In our projects funded by the NSF, we are developing algorithms that are geared toward predicting Nitrogen and Phosphorus in farm use in three states: Virginia, Vermont, and South Dakota. We are also testing whether a sensor-driven, performance-based payment for ecosystem service could be “effective” to incentivize farmers to use less nutrients on their working lands.

Briefly describe the way(s) in which you assess/measure social and environmental impact in your work on agtech innovation.

In our on-the-field experiment, we collect baseline data about nutrients that farmers are using on their field. Then we use an existing process-based model (APEX) to estimate how different farming practices (e.g. cover crops) would effect the yield, Nitrogen, and Phosphorus (per lb per acre) on that field. This model uses soil test results as its input. Then we use a quasi-experiment, where some farmers are given an enhanced APEX (that uses AI) and provides bias corrected results, while others are given the current non-bias corrected APEX model results. Some farmers are given additional financial incentives (e.g. $ per lb per acre for Phosphorus reduced), while others are only given the basic incentives to participate in this quasi-experiment. Then we use difference-in-difference or some other machine learning technique to estimate whether incentives or better models have an impact on farmers’ ability to improve the environment. We then use digital serious games to test the same experiment in the lab.

Our research and this workshop aim to investigate tensions between the demands/imperatives of the tech-finance industry and the demands/imperatives of social-environmental problem solving. Please comment on this problem frame in general, and in relation to specific examples from your own experience.

Results from our research suggests that small and medium-sized family farms and ecologically diverse farms remain underserved by private sector research on Prec Ag. Private sector research is often focused on the greatest market return, i.e. decision support systems and equipment for commodity crops grown on large-scale conventional agriculture systems. These systems often are not appropriate for small and mid-sized farms attempting to mimic natural systems and grow food for local markets. Biophysical differences between large farms growing commodity crops and small farms growing food designed for local markets has resulted in technology inequity. What are some ways of designing and testing AI algorithms that can be used on small, medium, and large farms that will reduce the reliance on conventional fertilizers and improve water quality, especially when training and test datasets are limited in scope.

To investigate the tensions suggested above, we rely on the concept of “mission drift”. We understand mission drift as a tendency for social and environmental impact commitments of individuals and organizations to leak out over time due to pressures and opportunities to expand revenue, valuation and capital gains. Our project aims to investigate mission drift applied to entrepreneurial ventures as well as to organizations dedicated to supporting innovation. Please comment on this thesis in general, and in relation to specific things you have experienced where possible. To the extent you find this thesis useful, what strategies can you identify to defend against mission drift?

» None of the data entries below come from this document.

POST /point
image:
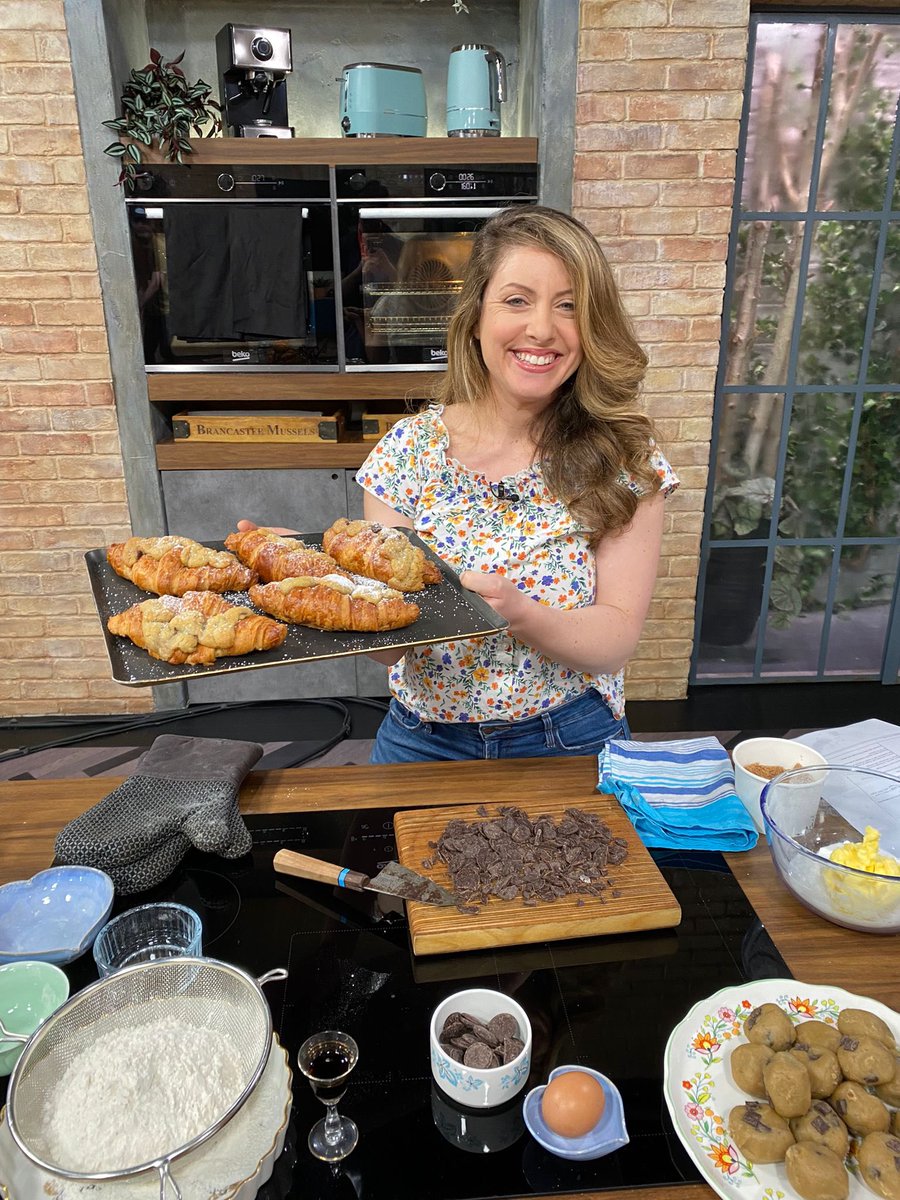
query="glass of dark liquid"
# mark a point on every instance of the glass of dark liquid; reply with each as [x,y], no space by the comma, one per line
[327,1060]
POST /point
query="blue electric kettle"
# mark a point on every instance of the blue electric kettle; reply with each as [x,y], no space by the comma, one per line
[475,89]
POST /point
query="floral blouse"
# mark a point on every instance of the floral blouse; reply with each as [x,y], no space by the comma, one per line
[537,543]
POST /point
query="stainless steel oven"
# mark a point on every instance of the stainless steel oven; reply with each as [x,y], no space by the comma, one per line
[235,268]
[405,238]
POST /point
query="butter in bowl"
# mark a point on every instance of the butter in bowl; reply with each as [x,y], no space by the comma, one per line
[841,859]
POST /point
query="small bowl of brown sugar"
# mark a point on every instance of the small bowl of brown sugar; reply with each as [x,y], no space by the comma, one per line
[480,1048]
[757,761]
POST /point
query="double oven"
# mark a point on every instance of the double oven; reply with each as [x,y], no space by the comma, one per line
[307,268]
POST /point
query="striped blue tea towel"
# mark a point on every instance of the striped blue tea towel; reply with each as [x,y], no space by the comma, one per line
[678,795]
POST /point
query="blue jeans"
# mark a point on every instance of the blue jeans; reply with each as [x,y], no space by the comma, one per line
[580,726]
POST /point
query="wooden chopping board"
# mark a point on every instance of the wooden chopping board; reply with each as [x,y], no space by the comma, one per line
[645,900]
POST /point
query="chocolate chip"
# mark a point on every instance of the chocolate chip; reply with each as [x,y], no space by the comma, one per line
[479,1056]
[504,1025]
[498,1036]
[511,1049]
[451,1051]
[487,1036]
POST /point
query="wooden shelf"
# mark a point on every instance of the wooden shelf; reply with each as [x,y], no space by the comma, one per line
[261,389]
[357,151]
[261,456]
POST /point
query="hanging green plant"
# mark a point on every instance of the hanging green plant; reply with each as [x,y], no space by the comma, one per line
[161,109]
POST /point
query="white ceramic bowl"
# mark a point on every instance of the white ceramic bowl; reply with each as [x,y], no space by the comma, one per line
[771,753]
[467,1085]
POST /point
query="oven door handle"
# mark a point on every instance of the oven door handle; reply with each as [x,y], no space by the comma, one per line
[439,211]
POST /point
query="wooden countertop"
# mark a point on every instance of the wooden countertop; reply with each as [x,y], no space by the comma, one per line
[815,951]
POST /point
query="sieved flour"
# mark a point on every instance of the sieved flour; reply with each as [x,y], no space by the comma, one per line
[138,1093]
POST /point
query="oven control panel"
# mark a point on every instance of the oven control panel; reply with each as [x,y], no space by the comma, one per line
[475,183]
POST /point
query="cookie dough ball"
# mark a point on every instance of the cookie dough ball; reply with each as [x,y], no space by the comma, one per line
[856,1023]
[748,1061]
[822,1067]
[817,1033]
[769,1025]
[787,1085]
[889,1091]
[859,1110]
[822,1126]
[879,1157]
[815,1173]
[865,1060]
[759,1132]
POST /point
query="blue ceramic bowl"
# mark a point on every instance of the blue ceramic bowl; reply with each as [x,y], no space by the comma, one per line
[54,916]
[607,1134]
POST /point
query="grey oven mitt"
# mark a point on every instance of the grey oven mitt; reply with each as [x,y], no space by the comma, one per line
[184,792]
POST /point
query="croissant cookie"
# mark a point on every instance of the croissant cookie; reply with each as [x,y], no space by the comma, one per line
[379,553]
[196,628]
[174,565]
[335,601]
[275,557]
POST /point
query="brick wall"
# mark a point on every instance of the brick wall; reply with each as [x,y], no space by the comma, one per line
[659,97]
[61,486]
[659,100]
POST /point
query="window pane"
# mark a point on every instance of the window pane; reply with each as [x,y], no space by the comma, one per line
[875,487]
[763,301]
[861,118]
[885,346]
[745,466]
[815,466]
[793,625]
[838,291]
[856,642]
[783,112]
[732,598]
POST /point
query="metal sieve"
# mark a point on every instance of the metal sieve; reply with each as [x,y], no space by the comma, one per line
[202,993]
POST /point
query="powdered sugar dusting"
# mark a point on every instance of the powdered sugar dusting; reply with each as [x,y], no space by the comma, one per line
[447,611]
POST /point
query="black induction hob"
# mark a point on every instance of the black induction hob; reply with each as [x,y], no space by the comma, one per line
[605,1002]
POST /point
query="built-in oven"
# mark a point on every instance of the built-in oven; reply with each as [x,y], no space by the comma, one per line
[405,238]
[235,268]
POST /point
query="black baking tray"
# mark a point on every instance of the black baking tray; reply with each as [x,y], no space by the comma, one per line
[448,611]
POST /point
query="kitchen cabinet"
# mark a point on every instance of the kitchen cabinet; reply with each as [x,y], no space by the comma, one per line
[328,390]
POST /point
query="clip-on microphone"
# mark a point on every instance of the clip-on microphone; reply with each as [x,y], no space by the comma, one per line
[503,493]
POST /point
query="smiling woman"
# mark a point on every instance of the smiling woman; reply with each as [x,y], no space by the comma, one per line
[537,477]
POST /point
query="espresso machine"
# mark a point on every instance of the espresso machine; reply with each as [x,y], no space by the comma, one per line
[253,64]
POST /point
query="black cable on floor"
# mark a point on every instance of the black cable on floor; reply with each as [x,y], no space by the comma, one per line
[156,719]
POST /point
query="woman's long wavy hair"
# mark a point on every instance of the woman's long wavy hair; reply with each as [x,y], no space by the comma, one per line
[595,429]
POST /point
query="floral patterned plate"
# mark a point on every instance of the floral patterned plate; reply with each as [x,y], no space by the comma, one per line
[700,1091]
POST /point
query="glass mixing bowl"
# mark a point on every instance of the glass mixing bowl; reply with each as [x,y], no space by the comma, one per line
[810,811]
[145,934]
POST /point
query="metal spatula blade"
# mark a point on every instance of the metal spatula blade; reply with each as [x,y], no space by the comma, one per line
[393,880]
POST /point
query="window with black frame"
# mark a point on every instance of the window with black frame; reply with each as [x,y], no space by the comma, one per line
[802,534]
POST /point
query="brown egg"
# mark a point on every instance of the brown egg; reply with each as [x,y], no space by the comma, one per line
[573,1103]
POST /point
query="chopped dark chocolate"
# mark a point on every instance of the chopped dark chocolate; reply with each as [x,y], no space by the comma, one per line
[511,856]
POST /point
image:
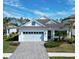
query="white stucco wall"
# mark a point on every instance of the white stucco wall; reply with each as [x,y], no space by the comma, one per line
[21,34]
[12,30]
[30,24]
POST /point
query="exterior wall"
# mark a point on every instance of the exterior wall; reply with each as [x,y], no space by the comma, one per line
[21,34]
[9,31]
[12,30]
[30,24]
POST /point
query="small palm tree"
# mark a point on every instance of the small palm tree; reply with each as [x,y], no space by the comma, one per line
[69,24]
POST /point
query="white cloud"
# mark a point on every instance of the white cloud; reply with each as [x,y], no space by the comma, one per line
[38,12]
[72,2]
[15,3]
[6,13]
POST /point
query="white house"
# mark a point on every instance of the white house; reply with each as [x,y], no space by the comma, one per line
[40,29]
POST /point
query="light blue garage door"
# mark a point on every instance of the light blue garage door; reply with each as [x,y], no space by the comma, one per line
[33,36]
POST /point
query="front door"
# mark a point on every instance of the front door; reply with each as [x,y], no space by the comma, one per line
[49,34]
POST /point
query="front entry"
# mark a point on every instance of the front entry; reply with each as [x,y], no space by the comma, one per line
[49,34]
[33,36]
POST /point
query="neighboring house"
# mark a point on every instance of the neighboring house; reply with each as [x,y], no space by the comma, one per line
[40,29]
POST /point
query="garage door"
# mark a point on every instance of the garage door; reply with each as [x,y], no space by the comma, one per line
[33,36]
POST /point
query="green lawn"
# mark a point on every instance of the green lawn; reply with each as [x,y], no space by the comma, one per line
[62,57]
[7,48]
[64,47]
[5,58]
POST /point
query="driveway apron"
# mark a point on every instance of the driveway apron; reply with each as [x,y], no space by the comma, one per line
[30,50]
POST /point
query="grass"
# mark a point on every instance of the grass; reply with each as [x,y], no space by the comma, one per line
[64,47]
[62,57]
[7,48]
[5,58]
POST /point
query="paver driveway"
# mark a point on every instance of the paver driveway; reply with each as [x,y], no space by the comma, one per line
[30,50]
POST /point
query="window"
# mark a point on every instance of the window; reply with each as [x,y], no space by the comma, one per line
[33,23]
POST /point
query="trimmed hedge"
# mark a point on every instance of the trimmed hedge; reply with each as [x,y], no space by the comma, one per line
[52,44]
[14,38]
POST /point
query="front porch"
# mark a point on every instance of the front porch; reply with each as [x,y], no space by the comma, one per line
[54,34]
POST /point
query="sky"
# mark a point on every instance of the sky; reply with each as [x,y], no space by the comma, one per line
[56,9]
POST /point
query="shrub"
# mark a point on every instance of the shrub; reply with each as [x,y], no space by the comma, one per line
[14,43]
[70,41]
[15,38]
[51,44]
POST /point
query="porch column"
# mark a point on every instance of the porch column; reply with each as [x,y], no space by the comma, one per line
[52,34]
[68,34]
[7,32]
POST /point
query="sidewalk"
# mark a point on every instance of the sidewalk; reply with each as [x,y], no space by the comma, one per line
[49,54]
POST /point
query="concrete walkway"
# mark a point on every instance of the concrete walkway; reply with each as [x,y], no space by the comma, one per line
[61,54]
[49,54]
[30,50]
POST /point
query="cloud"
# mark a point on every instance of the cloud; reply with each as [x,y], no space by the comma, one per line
[15,3]
[72,2]
[7,13]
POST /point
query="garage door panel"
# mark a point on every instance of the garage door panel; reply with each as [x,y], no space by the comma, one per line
[33,37]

On our NSF funded precision agriculture / responsible innovation project, we spend a lot of time in our team discussing what “responsible innovation” meant to everyone and established specific protocols to do that in our team. That included some external measures, such as this is how we will interact with farmers, include them in the process of research etc, but also some internal measures, such as how we will collaborate with each other, the coauthoring roles of graduate students in our project, discussion about commercialization/open science, and how will some tedious tasks be shared with the team (e.g. processing multispectral imagery).

Please share something you would like to take away from the workshop.

I really want to hear from the technology developers on how they are envisioning sustainability via these new technologies in agriculture.